Sending Jimmy Lai case to mainland a bad idea


By Chris Yeung —

Amid threats of sending national security defendants to mainland China for trial, Hong Kong’s security minister Chris Tang Ping-keung said last week he was confident the open hearing of the trial of Apple Daily founder Jimmy Lai Chee-ying would reveal the extent of the “bad” crimes of Lai had allegedly committed.

He did not comment directly in the interview with the South China Morning Post about whether the Lai trial should be conducted in the mainland, where cases that involved national security had been held secretly.

Calls for invoking a provision in the Hong Kong national security law on the trial of national security defendants in the mainland have surfaced in the wake of a newly-proposed bill of sanctions against 49 Hong Kong officials, judges and prosecutors by US lawmakers.

Tam Yiu-chung, the former sole Hong Kong member to the National People’s Congress (NPC) Standing Committee, said the bill might “force” the government to transfer cases to the mainland.

He echoed warnings from Regina Ip Lau Suk-yee, convenor of the key decision-making Executive Council, and pro-Beijing heavyweight Lau Siu-kai that the US move could trigger “fallback measures” under Article 55 of the national security law.

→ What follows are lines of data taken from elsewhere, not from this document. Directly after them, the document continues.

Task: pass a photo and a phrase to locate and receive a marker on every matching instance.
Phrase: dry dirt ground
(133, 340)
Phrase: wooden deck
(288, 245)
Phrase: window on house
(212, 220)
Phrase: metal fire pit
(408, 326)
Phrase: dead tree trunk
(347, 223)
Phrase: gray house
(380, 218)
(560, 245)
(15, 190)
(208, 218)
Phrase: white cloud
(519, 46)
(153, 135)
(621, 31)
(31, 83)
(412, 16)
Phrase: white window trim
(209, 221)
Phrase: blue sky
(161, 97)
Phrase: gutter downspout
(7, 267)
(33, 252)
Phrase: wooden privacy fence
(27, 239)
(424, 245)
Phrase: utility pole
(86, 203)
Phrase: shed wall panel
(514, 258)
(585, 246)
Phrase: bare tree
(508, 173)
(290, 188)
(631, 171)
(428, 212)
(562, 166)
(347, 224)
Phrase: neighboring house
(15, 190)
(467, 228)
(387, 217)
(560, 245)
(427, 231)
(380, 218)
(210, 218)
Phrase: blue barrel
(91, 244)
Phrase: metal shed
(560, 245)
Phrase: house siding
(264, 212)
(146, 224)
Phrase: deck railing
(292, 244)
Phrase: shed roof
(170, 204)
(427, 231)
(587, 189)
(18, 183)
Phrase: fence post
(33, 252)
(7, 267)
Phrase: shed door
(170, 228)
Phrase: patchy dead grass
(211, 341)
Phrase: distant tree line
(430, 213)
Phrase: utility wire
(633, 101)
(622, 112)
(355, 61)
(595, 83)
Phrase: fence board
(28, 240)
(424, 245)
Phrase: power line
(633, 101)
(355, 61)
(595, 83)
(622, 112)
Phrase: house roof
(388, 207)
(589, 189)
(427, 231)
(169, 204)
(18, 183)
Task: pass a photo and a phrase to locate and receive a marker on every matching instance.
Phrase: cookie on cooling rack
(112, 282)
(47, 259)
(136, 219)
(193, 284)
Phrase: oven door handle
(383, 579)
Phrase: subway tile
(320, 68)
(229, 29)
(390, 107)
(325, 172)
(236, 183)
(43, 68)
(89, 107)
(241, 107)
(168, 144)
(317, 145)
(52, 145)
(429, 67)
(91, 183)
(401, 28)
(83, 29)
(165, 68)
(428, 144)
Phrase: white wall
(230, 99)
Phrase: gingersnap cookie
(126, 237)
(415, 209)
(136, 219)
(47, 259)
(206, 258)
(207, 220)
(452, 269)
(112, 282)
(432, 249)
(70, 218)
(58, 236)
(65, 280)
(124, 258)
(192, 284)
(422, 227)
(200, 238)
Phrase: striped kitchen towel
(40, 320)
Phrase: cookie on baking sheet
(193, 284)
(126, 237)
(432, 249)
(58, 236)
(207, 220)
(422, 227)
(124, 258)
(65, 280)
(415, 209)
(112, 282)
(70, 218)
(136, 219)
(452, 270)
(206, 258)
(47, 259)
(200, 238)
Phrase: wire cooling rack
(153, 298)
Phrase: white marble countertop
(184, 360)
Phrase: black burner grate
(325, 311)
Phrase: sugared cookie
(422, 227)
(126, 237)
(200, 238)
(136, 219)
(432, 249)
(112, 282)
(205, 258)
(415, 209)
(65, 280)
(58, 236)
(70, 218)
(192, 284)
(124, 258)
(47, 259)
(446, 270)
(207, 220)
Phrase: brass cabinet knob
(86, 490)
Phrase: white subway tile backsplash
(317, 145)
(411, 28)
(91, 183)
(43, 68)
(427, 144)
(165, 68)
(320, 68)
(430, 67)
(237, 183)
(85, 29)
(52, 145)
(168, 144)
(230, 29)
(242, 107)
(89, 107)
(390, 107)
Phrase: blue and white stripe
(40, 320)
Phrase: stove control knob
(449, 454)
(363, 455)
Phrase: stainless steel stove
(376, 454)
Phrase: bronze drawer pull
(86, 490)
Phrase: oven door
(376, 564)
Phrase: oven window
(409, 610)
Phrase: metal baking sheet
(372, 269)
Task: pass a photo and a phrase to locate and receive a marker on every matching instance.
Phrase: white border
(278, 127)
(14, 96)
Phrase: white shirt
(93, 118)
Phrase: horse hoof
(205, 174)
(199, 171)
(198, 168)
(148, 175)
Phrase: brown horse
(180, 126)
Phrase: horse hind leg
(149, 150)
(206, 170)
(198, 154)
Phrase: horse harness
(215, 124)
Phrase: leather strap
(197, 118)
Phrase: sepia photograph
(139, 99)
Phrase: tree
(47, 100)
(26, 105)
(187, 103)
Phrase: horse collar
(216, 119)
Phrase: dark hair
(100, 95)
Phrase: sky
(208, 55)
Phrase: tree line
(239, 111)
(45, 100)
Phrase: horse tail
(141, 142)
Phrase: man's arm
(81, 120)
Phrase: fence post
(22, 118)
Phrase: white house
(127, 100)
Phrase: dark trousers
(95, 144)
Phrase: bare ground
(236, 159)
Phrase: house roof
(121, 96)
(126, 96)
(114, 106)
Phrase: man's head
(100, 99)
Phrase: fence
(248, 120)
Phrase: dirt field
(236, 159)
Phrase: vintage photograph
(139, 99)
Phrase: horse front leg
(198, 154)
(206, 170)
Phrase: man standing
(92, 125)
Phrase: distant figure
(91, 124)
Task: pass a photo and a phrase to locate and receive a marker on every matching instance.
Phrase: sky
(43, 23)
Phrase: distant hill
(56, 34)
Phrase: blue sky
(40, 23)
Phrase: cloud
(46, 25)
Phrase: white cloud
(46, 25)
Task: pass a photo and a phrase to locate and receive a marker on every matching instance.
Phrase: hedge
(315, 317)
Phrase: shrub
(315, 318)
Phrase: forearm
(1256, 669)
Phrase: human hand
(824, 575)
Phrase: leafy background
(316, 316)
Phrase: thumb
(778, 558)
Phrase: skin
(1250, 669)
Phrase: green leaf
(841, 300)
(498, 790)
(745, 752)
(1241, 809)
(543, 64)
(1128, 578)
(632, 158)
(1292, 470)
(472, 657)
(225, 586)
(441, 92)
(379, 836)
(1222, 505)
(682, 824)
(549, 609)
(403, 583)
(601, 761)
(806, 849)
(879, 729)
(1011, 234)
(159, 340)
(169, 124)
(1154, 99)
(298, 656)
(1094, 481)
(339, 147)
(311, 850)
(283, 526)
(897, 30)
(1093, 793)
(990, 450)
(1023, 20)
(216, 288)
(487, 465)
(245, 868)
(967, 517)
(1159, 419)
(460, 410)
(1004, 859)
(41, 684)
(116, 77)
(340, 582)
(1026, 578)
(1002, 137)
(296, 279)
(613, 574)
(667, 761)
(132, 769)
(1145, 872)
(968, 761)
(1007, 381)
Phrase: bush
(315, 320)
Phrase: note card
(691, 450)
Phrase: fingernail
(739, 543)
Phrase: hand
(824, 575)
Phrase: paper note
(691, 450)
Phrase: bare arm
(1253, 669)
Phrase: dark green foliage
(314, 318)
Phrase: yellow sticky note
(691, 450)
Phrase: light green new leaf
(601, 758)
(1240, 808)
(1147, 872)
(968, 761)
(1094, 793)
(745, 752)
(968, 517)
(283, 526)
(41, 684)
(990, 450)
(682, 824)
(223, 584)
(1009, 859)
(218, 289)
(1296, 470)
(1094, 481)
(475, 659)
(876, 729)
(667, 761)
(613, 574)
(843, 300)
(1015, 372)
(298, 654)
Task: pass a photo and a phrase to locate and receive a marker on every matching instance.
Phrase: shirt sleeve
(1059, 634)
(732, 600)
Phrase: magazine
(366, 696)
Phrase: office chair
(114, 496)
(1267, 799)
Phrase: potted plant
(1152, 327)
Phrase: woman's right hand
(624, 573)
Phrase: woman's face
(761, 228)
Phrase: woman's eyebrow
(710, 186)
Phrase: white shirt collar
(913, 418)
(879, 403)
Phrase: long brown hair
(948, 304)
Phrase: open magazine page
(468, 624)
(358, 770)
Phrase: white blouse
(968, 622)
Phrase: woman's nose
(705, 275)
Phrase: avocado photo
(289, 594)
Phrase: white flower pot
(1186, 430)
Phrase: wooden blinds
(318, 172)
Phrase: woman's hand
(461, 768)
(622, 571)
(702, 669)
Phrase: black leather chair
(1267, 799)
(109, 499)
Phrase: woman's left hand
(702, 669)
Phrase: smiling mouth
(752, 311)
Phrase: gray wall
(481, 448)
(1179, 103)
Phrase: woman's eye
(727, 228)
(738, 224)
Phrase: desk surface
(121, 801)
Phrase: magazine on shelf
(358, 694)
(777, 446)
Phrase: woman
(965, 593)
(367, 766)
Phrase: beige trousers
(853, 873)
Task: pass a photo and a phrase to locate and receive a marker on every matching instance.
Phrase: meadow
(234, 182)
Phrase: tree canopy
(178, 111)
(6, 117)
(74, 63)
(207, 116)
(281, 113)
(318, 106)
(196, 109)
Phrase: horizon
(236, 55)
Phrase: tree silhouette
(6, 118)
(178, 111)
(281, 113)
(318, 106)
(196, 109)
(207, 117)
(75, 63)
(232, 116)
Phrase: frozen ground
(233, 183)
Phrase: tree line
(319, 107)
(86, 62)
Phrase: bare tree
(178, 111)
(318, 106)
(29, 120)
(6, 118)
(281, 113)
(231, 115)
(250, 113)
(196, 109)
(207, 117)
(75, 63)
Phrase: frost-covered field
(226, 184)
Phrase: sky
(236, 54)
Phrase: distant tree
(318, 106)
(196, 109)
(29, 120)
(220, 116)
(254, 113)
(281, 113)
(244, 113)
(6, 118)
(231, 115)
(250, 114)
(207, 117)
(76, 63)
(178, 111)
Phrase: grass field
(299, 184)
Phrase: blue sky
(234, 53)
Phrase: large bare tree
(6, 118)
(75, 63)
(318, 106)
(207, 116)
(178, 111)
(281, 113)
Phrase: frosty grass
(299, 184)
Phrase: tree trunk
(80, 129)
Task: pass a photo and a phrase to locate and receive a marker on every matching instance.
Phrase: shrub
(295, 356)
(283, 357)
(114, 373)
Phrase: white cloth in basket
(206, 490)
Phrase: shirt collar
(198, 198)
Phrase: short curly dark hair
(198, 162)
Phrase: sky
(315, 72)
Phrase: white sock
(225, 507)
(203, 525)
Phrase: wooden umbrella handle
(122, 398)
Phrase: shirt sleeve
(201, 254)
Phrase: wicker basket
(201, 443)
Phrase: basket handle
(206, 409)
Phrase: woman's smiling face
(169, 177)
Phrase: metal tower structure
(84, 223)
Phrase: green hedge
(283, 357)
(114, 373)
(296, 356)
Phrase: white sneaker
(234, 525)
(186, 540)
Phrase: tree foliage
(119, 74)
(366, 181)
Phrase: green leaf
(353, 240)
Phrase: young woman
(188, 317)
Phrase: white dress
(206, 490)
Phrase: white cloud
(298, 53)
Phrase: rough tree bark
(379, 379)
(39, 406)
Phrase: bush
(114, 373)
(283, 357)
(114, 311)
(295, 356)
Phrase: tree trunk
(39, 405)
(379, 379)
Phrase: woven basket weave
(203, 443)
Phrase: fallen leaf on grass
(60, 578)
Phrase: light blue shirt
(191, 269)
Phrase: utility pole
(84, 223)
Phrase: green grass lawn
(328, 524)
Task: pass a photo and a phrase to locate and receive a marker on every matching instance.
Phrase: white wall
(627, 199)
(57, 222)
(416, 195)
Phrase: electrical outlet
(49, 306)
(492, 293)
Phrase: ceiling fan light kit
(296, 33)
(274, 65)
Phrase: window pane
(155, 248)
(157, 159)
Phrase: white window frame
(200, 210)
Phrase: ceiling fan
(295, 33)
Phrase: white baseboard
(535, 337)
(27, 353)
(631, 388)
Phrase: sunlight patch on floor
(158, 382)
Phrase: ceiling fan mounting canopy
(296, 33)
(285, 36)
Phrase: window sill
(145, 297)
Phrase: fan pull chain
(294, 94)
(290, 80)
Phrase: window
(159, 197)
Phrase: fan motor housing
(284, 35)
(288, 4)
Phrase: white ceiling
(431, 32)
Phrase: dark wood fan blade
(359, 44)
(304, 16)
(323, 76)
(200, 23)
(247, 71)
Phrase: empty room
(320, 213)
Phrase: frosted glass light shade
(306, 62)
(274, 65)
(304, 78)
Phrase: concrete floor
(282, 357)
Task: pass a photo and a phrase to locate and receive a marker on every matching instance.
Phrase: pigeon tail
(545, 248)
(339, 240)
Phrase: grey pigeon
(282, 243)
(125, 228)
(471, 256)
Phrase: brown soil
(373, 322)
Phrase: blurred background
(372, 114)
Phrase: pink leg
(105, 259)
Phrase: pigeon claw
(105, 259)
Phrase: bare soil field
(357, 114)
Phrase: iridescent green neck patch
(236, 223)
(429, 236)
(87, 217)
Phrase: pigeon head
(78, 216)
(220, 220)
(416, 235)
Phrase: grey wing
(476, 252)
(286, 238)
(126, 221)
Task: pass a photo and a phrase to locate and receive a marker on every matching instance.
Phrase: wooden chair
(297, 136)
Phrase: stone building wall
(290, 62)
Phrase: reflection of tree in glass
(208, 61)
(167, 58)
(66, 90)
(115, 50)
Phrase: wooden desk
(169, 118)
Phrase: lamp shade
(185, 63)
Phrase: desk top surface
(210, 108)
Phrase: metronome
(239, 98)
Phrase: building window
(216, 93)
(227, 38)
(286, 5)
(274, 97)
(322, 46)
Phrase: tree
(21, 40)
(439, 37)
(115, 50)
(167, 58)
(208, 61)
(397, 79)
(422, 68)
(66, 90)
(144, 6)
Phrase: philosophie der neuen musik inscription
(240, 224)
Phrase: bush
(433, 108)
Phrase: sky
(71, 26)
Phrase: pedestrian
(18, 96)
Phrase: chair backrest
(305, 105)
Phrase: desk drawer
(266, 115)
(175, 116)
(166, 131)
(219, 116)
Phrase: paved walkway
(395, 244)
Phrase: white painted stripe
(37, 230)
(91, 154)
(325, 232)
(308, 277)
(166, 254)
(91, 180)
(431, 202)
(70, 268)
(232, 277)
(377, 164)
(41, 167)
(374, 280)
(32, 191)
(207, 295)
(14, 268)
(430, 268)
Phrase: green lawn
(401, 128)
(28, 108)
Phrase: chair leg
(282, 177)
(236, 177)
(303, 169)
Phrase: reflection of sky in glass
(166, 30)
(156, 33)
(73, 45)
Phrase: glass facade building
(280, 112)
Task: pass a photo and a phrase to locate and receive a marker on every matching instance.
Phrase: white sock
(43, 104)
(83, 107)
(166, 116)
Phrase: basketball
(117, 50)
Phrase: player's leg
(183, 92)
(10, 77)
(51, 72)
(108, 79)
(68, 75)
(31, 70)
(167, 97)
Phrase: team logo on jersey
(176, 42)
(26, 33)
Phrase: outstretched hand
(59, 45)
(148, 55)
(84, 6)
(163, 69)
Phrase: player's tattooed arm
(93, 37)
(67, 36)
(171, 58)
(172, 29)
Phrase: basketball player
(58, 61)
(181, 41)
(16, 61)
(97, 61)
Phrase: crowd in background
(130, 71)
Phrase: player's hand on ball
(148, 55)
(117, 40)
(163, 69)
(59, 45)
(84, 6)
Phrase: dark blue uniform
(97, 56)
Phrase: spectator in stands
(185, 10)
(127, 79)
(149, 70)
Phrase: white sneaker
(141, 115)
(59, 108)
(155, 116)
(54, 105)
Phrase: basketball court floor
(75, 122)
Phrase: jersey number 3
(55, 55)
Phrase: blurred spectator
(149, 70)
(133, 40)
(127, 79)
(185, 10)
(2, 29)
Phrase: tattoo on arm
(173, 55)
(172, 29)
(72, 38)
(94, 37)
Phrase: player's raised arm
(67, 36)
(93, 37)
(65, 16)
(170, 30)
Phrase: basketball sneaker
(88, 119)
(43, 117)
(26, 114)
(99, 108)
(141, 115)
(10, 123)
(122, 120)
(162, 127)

Asked by reporters after attending a legal conference on Friday, Secretary for Justice Paul Lam questioned why people have no confidence in local courts in handling national security cases. He did not directly comment on the idea of sending those cases to the mainland.

The two major Beijing-backed Chinese dailies, Ta Kung Pao and Wen Wei Po, which are often indicators of Beijing’s thinking, have not given extensive coverage to the warnings given by the various pro-Beijing political heavyweights.

If the Chinese authorities have kept their cards close to their hearts, it is plainly because of the hyper-sensitivity and the profound implications of the idea of sending Lai to the mainland for trial.

Article 55 stipulates the central government’s national security office in Hong Kong, or Office for Safeguarding National Security (OSNS), can exercise jurisdiction over Hong Kong national security law cases. It could do so when the cases are complex that involve foreign countries, a situation which rendered the Hong Kong government unable to enforce the law, or when “a major and imminent” threat to national security occurred.

After a case is being transferred to the OSNS, Beijing could assign a prosecuting body and a court to hear the case. Relevant mainland Chinese laws would also be applied.

Lau, an adviser for semi-official Beijing think tank the Chinese Association of Hong Kong & Macau Studies, said Article 55 was a “last resort” and could be used if foreign forces were found to be interfering in those cases. He did not specifically name the Jimmy Lai case.

Article 55 has not been applied since the law took effect on July 1, 2020. With no precedent ruling, whether the pressure mounted by a list of foreign governments, legislators, human rights groups and religious leaders constitutes “interference” stipulated in the article is a matter of interpretation of the law.

But any decision to take the case off from Hong Kong courts to the mainland will be entirely based on political consideration.

Pro-Beijing pundits such as Lau and Regina Ip may feel adamant putting Lai on trial under the mainland system could help keep the Hong Kong judiciary clean from the complex political mess caused by the Lai case, not to mention the pressure the local judges may face.

And if the hearings are being held behind closed doors, the publicity of the defence of Lai in the process could be kept to the minimum, if any.

That may sound like a smart political play, being justified by Article 55. But ironically, it contradicts Chris Tang’s pledge of open hearing of the Jimmy Lai case.

More importantly, it will create more uncertainties and complexities to the case. There is no previous case of a trial already prepared scheduled to be held in a Hong Kong court being handed over to the mainland authorities.

How it should and can be done is a big question mark with no one seems to know the answer. It is easier said than done.

Worse, it will set a bad precedent for the Hong Kong judiciary giving up its final power of adjudication, which is one of the pillars of independent judiciary and the “one country, two systems” policy as a whole.

The “last resort” in the national security law Lau Siu-kai was referring to could indeed be a self-destruction device. Any threat of use must be seriously thought through with a clear idea of the potential destruction that it may cause. The loss caused by a relocation of the trial to the mainland will be far greater than the so-called gain.